Thursday, January 4, 2018

2017/2018 year in (p)review

As 2017 ends and 2018 beginnings, it's time to engage in the annual tradition of looking back at what the top topics on UM & Global were in 2017 and looking forward to what they might be in 2018. To see what my guesses were for 2017 at the beginning of the year, see here.

The most popular post of 2017, and the most popular post ever on UM & Global, is "American UMC decline is a white people problem." This piece combined themes of race, church decline, and data analysis. All three of these themes have been important to UM & Global in the past.

The biggest foci for UM & Global in 2017, though, were undoubtedly church unity and our assessment of the draft UMC ecclesiology document, "Wonder, Love and Praise." Both topics took up a lot of blog posts over the year and included posts that were among the most-read of 2017.

UM & Global's treatment of "Wonder, Love and Praise" harkens back in some ways to our assessment of "Grace Upon Grace." Both series included multiple authors from across the connection reflecting upon important documents of the church. The comment collection process for "Wonder, Love and Praise" is now closed, and we will have to wait to see what the Committee on Faith and Order does with the comments submitted by our authors and others.

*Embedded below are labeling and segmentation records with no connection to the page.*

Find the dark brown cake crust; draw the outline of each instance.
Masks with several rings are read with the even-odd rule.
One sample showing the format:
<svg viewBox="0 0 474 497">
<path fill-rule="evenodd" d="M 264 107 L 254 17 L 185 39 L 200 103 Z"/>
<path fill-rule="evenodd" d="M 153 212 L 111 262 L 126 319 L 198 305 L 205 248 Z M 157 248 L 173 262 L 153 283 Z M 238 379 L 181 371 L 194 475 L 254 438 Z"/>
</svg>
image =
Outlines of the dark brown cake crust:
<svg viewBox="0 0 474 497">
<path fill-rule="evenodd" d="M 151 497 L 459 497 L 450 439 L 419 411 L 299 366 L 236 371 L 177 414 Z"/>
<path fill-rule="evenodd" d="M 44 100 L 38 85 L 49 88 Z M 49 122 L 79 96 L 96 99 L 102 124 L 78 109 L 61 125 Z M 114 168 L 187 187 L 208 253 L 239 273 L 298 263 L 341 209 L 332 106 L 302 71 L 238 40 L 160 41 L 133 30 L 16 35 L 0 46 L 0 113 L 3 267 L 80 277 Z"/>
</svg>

The focus on church unity is part of a larger complex of issues including, as I termed them at the beginning of 2017, General Conference, the Sexuality Debate, and Global Ecclesiology. In some ways, the sexuality debate in the UMC has become a black hole, sucking in all others issues that operate at a more than local level. UM & Global would not have spent so much time exploring the grounds for and challenges to church unity in 2017 without that backdrop. Questions of where the UMC will go in the future are important for a blog "dedicated to fostering conversations about the global nature of The United Methodist Church," but the challenge for 2018 will be to continue to engage with such questions without being consumed by them, while still having attention for other important missiological topics.